1. An optical head comprising:

a single laser source of beams at an input end and image forming beams at an output end;

a plurality of optical components along said beams between the input and output ends to obtain an image on a photosensitive printing plate from the beams, wherein the optical components include reflecting surfaces adapted to fold the beams a plurality of times between the input and output ends such that the folded beams are located in a plurality of parallel surfaces perpendicular to the image formed on the photosensitive printing plate; and

a lens to adjust the spatial position of the image from the beams.

2. The optical head of claim 1, wherein the laser source comprises a laser bar or a laser diode having a plurality of emitters.

3. The optical head of claim 1, further comprising a modulator cooperatively arranged with the laser source to produce an image.

4. The optical head of claim 1, further comprising a total internal reflection modulator.

5. The optical head of claim 1, further comprising a modulator having one or more drivers.

6. The optical head of claim 5, wherein the modulator drivers are directly attached to a crystal of the modulato.

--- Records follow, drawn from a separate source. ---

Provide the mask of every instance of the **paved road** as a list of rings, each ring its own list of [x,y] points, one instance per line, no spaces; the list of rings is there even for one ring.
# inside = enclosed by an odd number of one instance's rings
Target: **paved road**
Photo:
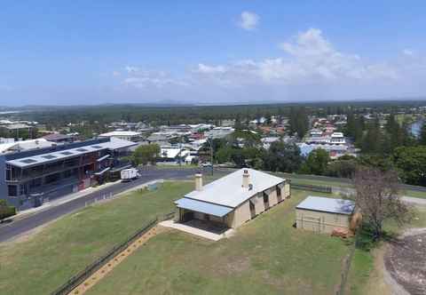
[[[65,214],[83,208],[86,202],[91,202],[97,198],[100,198],[102,195],[110,194],[116,195],[154,179],[185,179],[190,175],[193,175],[197,171],[197,169],[187,168],[144,170],[142,172],[142,176],[137,180],[131,182],[119,182],[105,187],[104,189],[99,189],[96,192],[82,196],[80,198],[74,199],[60,205],[39,211],[23,219],[1,225],[0,242],[11,239],[16,235],[19,235],[28,230],[42,226],[49,221],[54,220]]]

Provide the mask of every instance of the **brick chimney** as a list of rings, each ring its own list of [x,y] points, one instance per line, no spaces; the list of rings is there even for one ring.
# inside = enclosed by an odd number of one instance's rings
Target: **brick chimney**
[[[244,169],[242,173],[242,187],[248,189],[250,186],[250,174],[248,174],[248,170]]]
[[[198,191],[202,190],[202,174],[201,173],[195,174],[195,190],[198,190]]]

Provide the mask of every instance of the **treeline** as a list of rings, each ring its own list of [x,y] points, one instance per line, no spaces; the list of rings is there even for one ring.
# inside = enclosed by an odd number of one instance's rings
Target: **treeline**
[[[411,112],[411,108],[421,106],[421,101],[365,101],[365,102],[321,102],[282,103],[240,106],[164,106],[102,105],[67,108],[36,108],[29,112],[13,115],[17,119],[43,123],[49,128],[63,127],[68,123],[87,121],[90,124],[105,125],[114,121],[146,122],[153,125],[212,123],[220,124],[225,119],[254,120],[261,116],[294,116],[295,108],[303,108],[306,115],[320,116],[334,114]],[[299,123],[299,125],[302,123]]]
[[[390,120],[390,124],[392,124]],[[396,128],[399,130],[399,127]],[[378,140],[380,137],[389,137],[389,140],[392,140],[393,137],[399,139],[397,135],[400,132],[395,132],[395,134],[393,132],[386,133],[386,128],[376,131],[380,135],[376,133],[375,140]],[[396,171],[403,182],[426,186],[426,125],[423,126],[422,134],[424,135],[419,140],[408,137],[409,145],[392,143],[393,141],[390,141],[390,145],[383,144],[381,147],[395,144],[395,148],[390,148],[386,152],[365,153],[358,157],[343,155],[337,159],[331,159],[328,153],[321,148],[313,150],[304,157],[296,144],[285,143],[282,140],[272,142],[270,148],[265,149],[261,148],[260,137],[249,131],[239,131],[228,138],[213,140],[212,148],[214,162],[217,163],[233,163],[237,167],[250,166],[272,171],[340,178],[351,178],[359,167],[367,166],[378,168],[383,171]],[[201,155],[209,155],[209,144],[206,144]]]

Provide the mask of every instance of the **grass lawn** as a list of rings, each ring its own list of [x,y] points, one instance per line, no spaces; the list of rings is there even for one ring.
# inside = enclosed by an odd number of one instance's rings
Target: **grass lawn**
[[[404,229],[410,227],[426,227],[425,208],[419,207],[419,209],[416,209],[414,211],[414,219],[413,221],[410,224],[406,225],[403,228],[398,228],[394,222],[388,222],[385,225],[385,229],[394,234],[398,234]],[[383,244],[379,244],[378,248],[382,245]],[[372,278],[372,273],[380,272],[380,269],[377,270],[375,269],[375,267],[377,268],[379,267],[377,266],[377,263],[375,266],[375,256],[372,251],[357,249],[349,272],[346,285],[347,293],[353,295],[374,294],[367,290],[368,287],[383,283],[383,282],[377,282],[377,280],[382,280],[381,277],[374,275]]]
[[[309,193],[292,192],[230,239],[166,230],[87,294],[333,294],[349,247],[294,228],[294,208]]]
[[[165,182],[158,191],[90,206],[34,236],[0,243],[0,293],[48,294],[157,214],[171,211],[171,200],[193,187]]]

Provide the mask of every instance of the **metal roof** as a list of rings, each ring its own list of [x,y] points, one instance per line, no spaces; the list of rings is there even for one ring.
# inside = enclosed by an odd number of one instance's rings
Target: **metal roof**
[[[103,149],[114,150],[114,149],[130,148],[134,145],[136,145],[136,143],[131,141],[111,138],[110,141],[106,141],[106,142],[101,142],[97,144],[90,144],[83,147],[10,160],[10,161],[6,161],[6,163],[13,166],[20,167],[20,168],[27,168],[30,166],[42,164],[42,163],[55,162],[58,160],[64,160],[67,158],[81,155],[83,154],[97,152]]]
[[[250,175],[251,189],[242,187],[244,170]],[[274,187],[285,179],[254,169],[243,168],[194,190],[185,197],[235,208],[254,195]]]
[[[351,215],[355,203],[350,200],[332,199],[322,196],[309,195],[302,201],[296,209],[318,211],[322,212]]]
[[[178,208],[187,209],[197,212],[210,214],[217,217],[224,217],[233,209],[230,207],[217,205],[214,203],[196,201],[188,198],[182,198],[175,202]]]

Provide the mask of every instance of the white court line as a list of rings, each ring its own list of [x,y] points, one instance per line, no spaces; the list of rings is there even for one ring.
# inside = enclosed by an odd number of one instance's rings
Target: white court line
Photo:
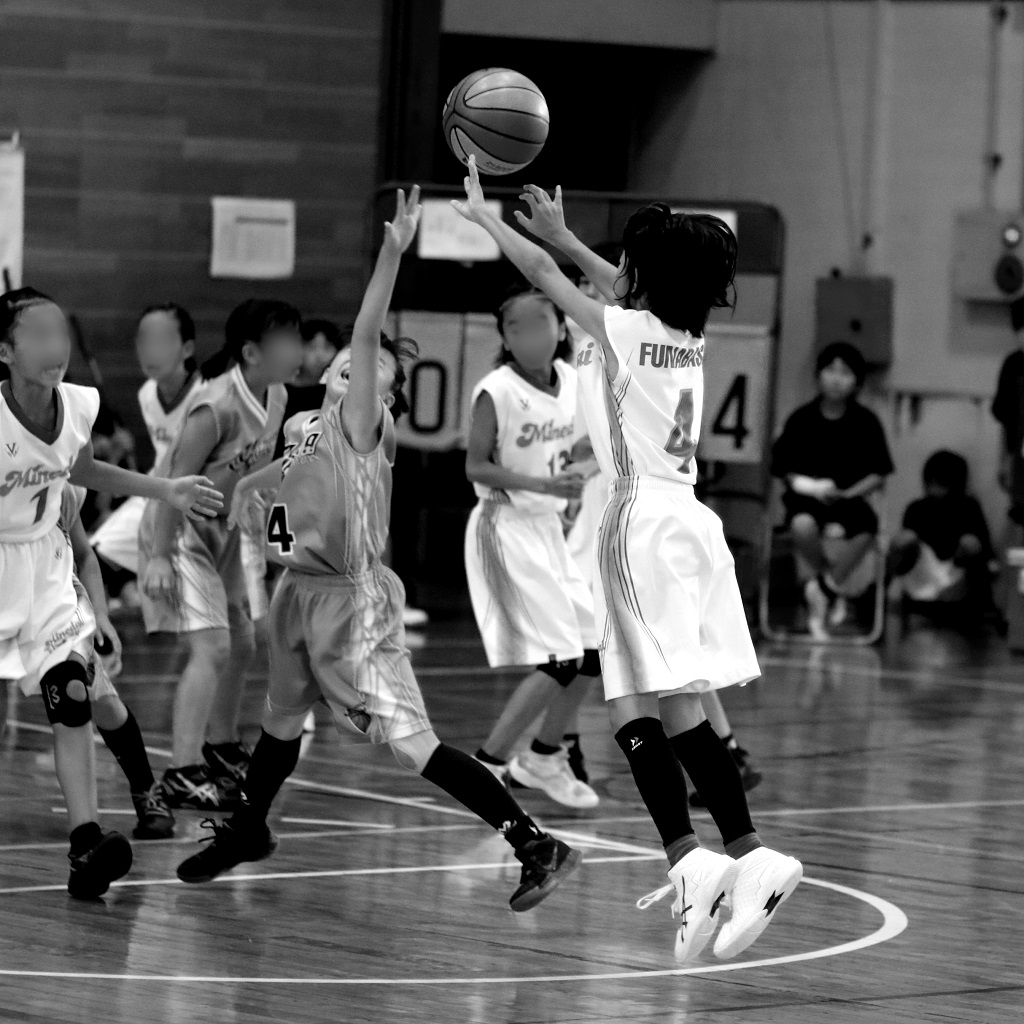
[[[660,856],[658,854],[657,856]],[[626,860],[639,860],[643,859],[636,856],[623,856],[623,857],[606,857],[606,858],[595,858],[594,860],[588,861],[591,864],[598,863],[614,863]],[[461,864],[461,865],[437,865],[432,868],[420,867],[420,868],[367,868],[361,871],[351,871],[351,872],[328,872],[332,874],[337,873],[397,873],[407,872],[410,870],[479,870],[484,868],[492,868],[495,866],[504,865],[494,865],[494,864]],[[313,872],[313,873],[325,873],[325,872]],[[264,874],[255,876],[256,879],[273,879],[273,878],[302,878],[305,877],[305,872],[298,874],[287,876],[287,874]],[[222,881],[247,881],[249,877],[247,876],[234,876],[226,877]],[[218,880],[221,881],[221,880]],[[155,880],[150,883],[115,883],[115,886],[125,886],[125,885],[170,885],[177,883],[177,879],[168,880]],[[179,883],[180,884],[180,883]],[[860,900],[863,903],[867,903],[868,906],[874,907],[882,914],[882,926],[876,931],[871,932],[869,935],[864,935],[858,939],[853,939],[850,942],[844,942],[837,946],[828,946],[824,949],[812,949],[807,952],[801,953],[791,953],[786,956],[771,956],[765,959],[757,961],[741,961],[739,963],[729,963],[729,964],[713,964],[708,967],[690,967],[690,968],[670,968],[668,970],[660,971],[610,971],[603,974],[552,974],[552,975],[524,975],[521,977],[505,977],[505,978],[262,978],[253,976],[217,976],[217,975],[159,975],[159,974],[106,974],[106,973],[96,973],[88,974],[84,971],[15,971],[4,969],[0,970],[0,976],[3,977],[22,977],[22,978],[63,978],[63,979],[97,979],[105,981],[157,981],[167,983],[185,983],[185,984],[217,984],[217,983],[227,983],[227,984],[259,984],[259,985],[381,985],[381,986],[413,986],[413,985],[509,985],[509,984],[525,984],[534,983],[540,984],[544,982],[552,983],[564,983],[564,982],[593,982],[593,981],[633,981],[642,978],[668,978],[668,977],[680,977],[684,975],[695,975],[695,974],[723,974],[733,971],[749,971],[753,968],[758,967],[778,967],[783,964],[800,964],[807,961],[821,959],[825,956],[838,956],[841,953],[856,952],[860,949],[866,949],[868,946],[878,945],[881,942],[888,942],[890,939],[896,938],[900,935],[907,927],[906,914],[894,903],[890,903],[888,900],[882,899],[880,896],[876,896],[873,893],[862,892],[859,889],[851,889],[848,886],[837,885],[835,882],[824,882],[819,879],[804,879],[804,884],[809,886],[816,886],[820,889],[829,889],[833,892],[841,893],[845,896],[850,896],[853,899]],[[113,887],[112,887],[113,888]],[[63,889],[63,886],[51,886],[51,887],[36,887],[28,890],[6,890],[0,889],[0,894],[11,893],[11,892],[39,892],[46,889]]]
[[[282,821],[286,825],[355,825],[359,828],[368,828],[371,831],[377,829],[393,829],[395,826],[387,823],[386,821],[372,822],[372,821],[344,821],[338,818],[282,818]]]
[[[629,853],[616,857],[586,857],[585,864],[621,864],[633,860],[660,860],[665,854],[662,851],[645,851],[644,853]],[[266,871],[263,873],[248,874],[222,874],[214,879],[209,885],[229,884],[232,882],[280,882],[283,880],[295,879],[344,879],[356,876],[368,874],[432,874],[435,872],[449,871],[483,871],[498,870],[514,866],[516,870],[521,866],[515,861],[512,851],[506,860],[489,861],[478,864],[412,864],[407,867],[335,867],[310,869],[306,871]],[[111,889],[142,889],[146,886],[183,886],[180,879],[138,879],[130,882],[113,882]],[[8,889],[0,889],[0,896],[18,896],[25,893],[49,893],[63,892],[67,885],[48,886],[12,886]],[[0,972],[2,974],[2,972]]]

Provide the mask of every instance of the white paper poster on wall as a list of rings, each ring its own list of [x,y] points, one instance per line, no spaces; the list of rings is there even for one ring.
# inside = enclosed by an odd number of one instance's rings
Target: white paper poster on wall
[[[295,203],[214,196],[211,278],[273,281],[295,272]]]
[[[0,143],[0,291],[22,287],[25,251],[25,151]]]

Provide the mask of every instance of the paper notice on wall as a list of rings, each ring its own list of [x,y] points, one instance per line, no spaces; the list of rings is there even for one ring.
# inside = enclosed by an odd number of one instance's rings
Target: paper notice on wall
[[[25,151],[0,145],[0,292],[22,287]]]
[[[295,203],[214,196],[211,278],[271,281],[295,271]]]
[[[496,217],[501,217],[502,204],[498,200],[488,200],[485,205]],[[500,259],[502,251],[479,224],[454,210],[449,200],[425,199],[416,254],[420,259],[476,263]]]

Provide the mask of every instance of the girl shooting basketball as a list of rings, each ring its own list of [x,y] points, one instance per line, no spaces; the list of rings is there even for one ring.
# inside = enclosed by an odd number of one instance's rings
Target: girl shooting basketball
[[[561,310],[536,291],[506,299],[498,330],[499,367],[473,391],[466,475],[479,501],[466,527],[466,575],[487,664],[537,669],[476,757],[504,768],[523,730],[546,713],[529,750],[508,766],[512,778],[566,807],[596,807],[597,794],[572,774],[561,745],[600,673],[593,599],[560,518],[584,486],[570,468],[571,343]]]
[[[168,456],[170,476],[201,469],[229,502],[239,479],[270,461],[284,382],[302,366],[299,327],[285,302],[250,299],[231,312],[223,347],[203,366],[209,383]],[[249,759],[238,735],[255,649],[241,536],[226,516],[194,524],[155,507],[142,519],[139,559],[146,630],[181,634],[189,649],[164,795],[172,807],[224,809],[238,801]]]
[[[669,858],[679,919],[676,956],[695,957],[727,897],[722,958],[761,934],[802,876],[799,861],[762,846],[736,765],[708,723],[700,692],[760,673],[721,521],[693,497],[703,400],[703,330],[729,305],[736,240],[708,215],[652,204],[627,222],[618,267],[565,227],[561,194],[527,185],[519,222],[562,249],[613,303],[581,294],[540,246],[488,210],[469,160],[466,199],[453,206],[482,226],[525,278],[589,334],[577,357],[580,402],[601,469],[613,479],[597,544],[602,669],[615,739]],[[663,724],[664,723],[664,724]],[[686,769],[726,855],[700,848],[686,805]]]
[[[536,906],[580,861],[542,833],[483,765],[438,740],[404,647],[402,587],[381,563],[396,378],[395,360],[381,351],[381,328],[419,218],[419,188],[408,200],[399,190],[351,344],[331,368],[321,413],[299,424],[302,437],[285,457],[266,531],[267,555],[285,572],[270,603],[263,732],[243,783],[244,806],[213,824],[213,842],[179,865],[184,882],[208,882],[273,852],[267,813],[298,761],[306,714],[322,696],[339,726],[387,743],[403,768],[501,831],[523,865],[513,910]]]
[[[87,665],[95,628],[79,605],[60,529],[66,481],[213,515],[220,493],[202,476],[143,476],[92,456],[94,388],[65,384],[71,335],[60,307],[32,288],[0,296],[0,679],[41,693],[53,726],[57,779],[71,826],[73,896],[93,898],[131,866],[131,847],[97,822]]]

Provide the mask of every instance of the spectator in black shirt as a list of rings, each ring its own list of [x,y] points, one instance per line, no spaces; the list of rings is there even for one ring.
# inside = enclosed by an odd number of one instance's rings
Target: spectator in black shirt
[[[867,496],[893,471],[879,418],[857,400],[867,367],[846,342],[818,354],[818,395],[791,414],[772,446],[771,472],[785,481],[782,502],[797,548],[797,566],[816,637],[842,621],[843,585],[879,531]],[[845,541],[829,544],[822,541]],[[827,554],[827,557],[826,557]]]
[[[970,600],[982,614],[991,605],[995,556],[985,514],[967,493],[967,462],[953,452],[936,452],[922,475],[925,497],[906,507],[903,528],[890,546],[893,575],[914,600]]]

7. The optical head of claim 6, wherein the crystal is a total reflection crystal having at least one prismatic edge adapted to deviate the beams by 90 degrees.

8. The optical head of claim 1, further comprising an optical mixer adapted to equalize the beams from the laser source.

9. The optical head of claim 1, wherein the optical components further comprise an optical arrangement adapted to shape and direct the beams from the laser source to an optical mixer.

10. The optical head of claim 9, wherein the optical arrangement comprises a first lens, a second lens, a third lens, a half-wave blade and a polarizing mirror.

11. The optical head of claim 1, further comprising a first group of reflecting surfaces adapted to fold the beams from the laser source such that the size of the optical head can be reduced.

12. The optii:al head of claim 1, wherein the optical components further comprise an optical arrangement adapted to focalize and direct the beams from the laser source emerging from an optical mixer to a modulator.

13. The optical head of claim 1, further comprising a second group of reflecting surfaces adapted to fold the beams from the laser source such that the size of the optical head can be reduced.

14. The optical head of claim 1, further comprising a stop element adapted to eliminate the beams from the laser source of a higher diffraction order.

15. The optical head of claim 1 further comprising a lens adapted to focalize the beams from the laser source emerging from a modulator to a stop element.

16. The optical head of claim 1, further comprising an imaging objective assembly adapted to focus the beams from the laser source emerging from a stop element onto the photosensitive printing plate such that an image is formed on the photosensitive printing plate.

17. The optical head of claim 1, further comprising a spherical lens and a stop element, wherein the height of the image can be adjusted by changing the distance between the spherical lens and the stop element.

18. The optical head of claim 1, wherein the optical components are located in substantially the same plane.

19. The optical head of claim 1, wherein the optical head is adapted to produce 256 pixels of imagewise laser light.

20. The optical head of claim 1, wherein the optical head is adapted to project an image of the active zone of the modulator containing a plurality of pixels.

21. The optical head of claim 1, wherein the optical head is adapted to receive a signal to time the projection of the image.

22. The optical head of claim 1, wherein the optical head further comprises a lens to adjust the orientation of the image from the beams.

23. The optical head of claim 1, wherein the optical head further comprises a lens to adjust the intensity of the image from the beams.